For example, let's pretend for a moment that your use case is a performance edge case, and List in particular can handle it due to a peculiarity of its implementation, while other implementations catastrophically fail.

In this case, the authors of List assumed their performance optimization is a merely an implementation detail and left it out of the interface. However, it has turned out not so. It would take you a lot of time to chase down authors of the standard library and get them to update their interfaces, so you need some way in the meanwhile - you can return the concrete type to tell the callers that it has to be exactly List and not just any IList. We can further assume the callers are also aware of the performance issue and want to be guaranteed that you avoided it by using List and not some other IList implementer.

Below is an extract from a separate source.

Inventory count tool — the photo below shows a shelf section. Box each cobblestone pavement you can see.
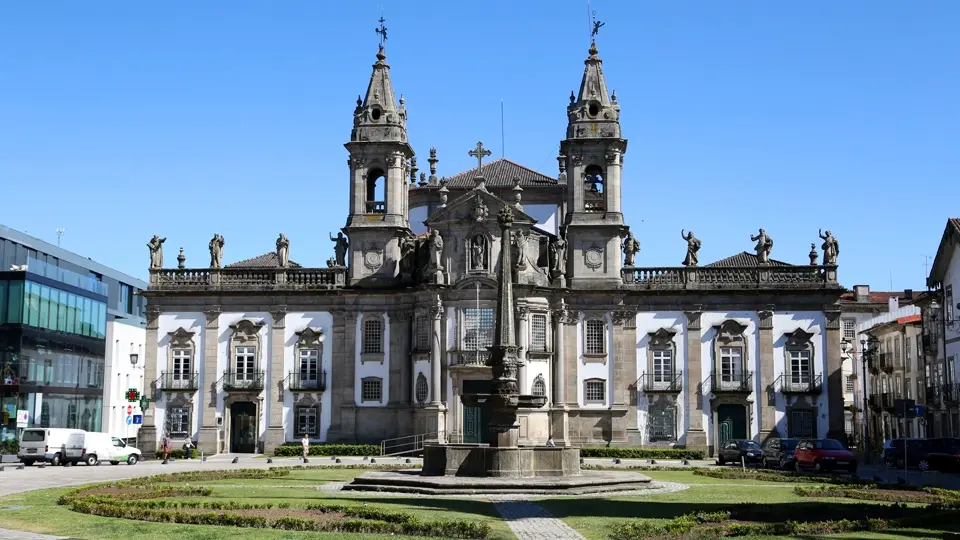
[494,501,586,540]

Performance is an easy example because C# interfaces don't explicitly deal with performance expectations. However you can always do things like IFastList, IMyList.MemoryEfficientSort() or IMyList.Sort(Int32) (the Int32 is maxSortSeconds) to introduce a sort of performance constraint to the contract.

However, performance is not the only way. For example, there is a List.Capacity but not IList.Capacity. Normally you shouldn't need to care about capacity, but if your caller happens to have such a need (and simply converting your return value to a new list is not an option) you would have to return List not IList.

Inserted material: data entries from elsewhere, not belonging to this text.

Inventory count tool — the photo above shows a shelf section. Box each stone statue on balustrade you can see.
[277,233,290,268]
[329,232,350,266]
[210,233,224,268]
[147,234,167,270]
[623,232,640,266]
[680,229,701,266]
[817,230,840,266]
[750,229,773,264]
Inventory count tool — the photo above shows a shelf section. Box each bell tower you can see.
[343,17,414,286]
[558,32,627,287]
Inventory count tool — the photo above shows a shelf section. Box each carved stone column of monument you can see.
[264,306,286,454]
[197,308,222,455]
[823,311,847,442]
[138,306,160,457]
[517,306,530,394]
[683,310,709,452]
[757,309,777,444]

So the critical point here is that you would return concrete types when it turns out that some aspect of the API is germane to the caller-implementation contract, and yet was not included in the interface. That means the interface is now unusable, and you must resort to the concrete type as a short term solution. The long term solution is to create a new interface or update the existing one to fully and parsimoniously describe the contract you are trying to set.

However, I would say that 99% of the time people use the concrete type because they know the concrete type and are more familiar with it than the interface, and it is easier. So it's an antipattern, much like using a single God-object instead of many minimal classes.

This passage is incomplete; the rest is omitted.